Shaanxi, Xinjiang, Guizhou, Gansu, Qinghai, Ningxia and Nei Mongol have high energy intensity but relatively low levels of economic development, and they are currently in the midst of a rapid increase in industrialisation and urbanisation. The energy intensity of the above provinces is relatively rigid, and it will be difficult for their total energy consumption to decline in the short term. Considering the coal-based energy endowment and the low energy price of coal, it will be difficult to quickly change the coal-based energy consumption structure in these regions. The results of the global and local spatial autocorrelation analyses show that China’s energy efficiency has a strong spatial agglomeration characteristic, so improvements in the energy efficiency in one region can radiating out to benefit the surrounding areas. In particular, Qinghai Province has become a prominent ‘bright spot’ in a region where energy efficiency has remained low, so Qinghai Province can be considered a ‘growth pole’ for regional energy efficiency to create good communication conditions for its surrounding areas, promote resource flows between regions and promote the improvement in regional energy efficiency from point to plane. At the same time, the government can formulate reasonable tax and fiscal subsidy policies and strengthen its supervisory mechanism to encourage enterprises to introduce cleaner production technologies and equipment to reduce pollutant emissions as much as possible and further improve energy efficiency.

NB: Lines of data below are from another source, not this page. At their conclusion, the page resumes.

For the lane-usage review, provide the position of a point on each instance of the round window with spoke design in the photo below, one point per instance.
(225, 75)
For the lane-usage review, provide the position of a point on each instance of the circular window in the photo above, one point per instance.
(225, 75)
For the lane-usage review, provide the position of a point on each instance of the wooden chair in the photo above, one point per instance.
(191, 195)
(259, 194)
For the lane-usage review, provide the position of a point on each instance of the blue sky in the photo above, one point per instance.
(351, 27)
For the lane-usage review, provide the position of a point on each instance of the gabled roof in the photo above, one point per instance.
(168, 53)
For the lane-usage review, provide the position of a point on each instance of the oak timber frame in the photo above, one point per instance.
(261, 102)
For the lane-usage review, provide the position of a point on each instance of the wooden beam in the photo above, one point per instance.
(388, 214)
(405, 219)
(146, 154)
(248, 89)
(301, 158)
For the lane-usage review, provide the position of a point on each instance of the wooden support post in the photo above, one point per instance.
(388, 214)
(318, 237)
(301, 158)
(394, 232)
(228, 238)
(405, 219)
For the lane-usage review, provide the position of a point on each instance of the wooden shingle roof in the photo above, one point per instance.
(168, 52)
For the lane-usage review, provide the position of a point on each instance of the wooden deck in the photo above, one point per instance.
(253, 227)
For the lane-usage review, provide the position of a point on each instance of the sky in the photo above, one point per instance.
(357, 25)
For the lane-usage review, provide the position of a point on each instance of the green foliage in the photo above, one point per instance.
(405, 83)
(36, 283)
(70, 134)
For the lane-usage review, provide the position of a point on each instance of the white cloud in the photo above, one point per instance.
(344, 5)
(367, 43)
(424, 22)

Tianjin, Shanghai, Jiangsu, Zhejiang and Guangdong relied on demographic dividends, geographical advantages and policy advantages to vigorously developed export manufacturing in their early stage of development and achieved rapid economic growth. However, excessive energy rigidity also led to a rapid increase in pollutant emissions. Considering that the urbanisation rate, technology level and degree of opening up of the above regions are all at the leading level in China, it is necessary to focus future policies and measures on energy consumption and industrial structure transformation to give full play to the cross-driving effects of different policies. With the demographic dividend gradually disappearing, these regions can make full use of the capital and technology accumulated over a long period of time to gradually change the status quo of extensive industrial development, realise the transformation and upgrading of export-oriented industries and reduce the rigid energy demand. At the same time, the greater the use of natural gas and other clean energy and innovations in energy use technology and equipment can help gradually transform their coal-based energy consumption structure and improve energy efficiency.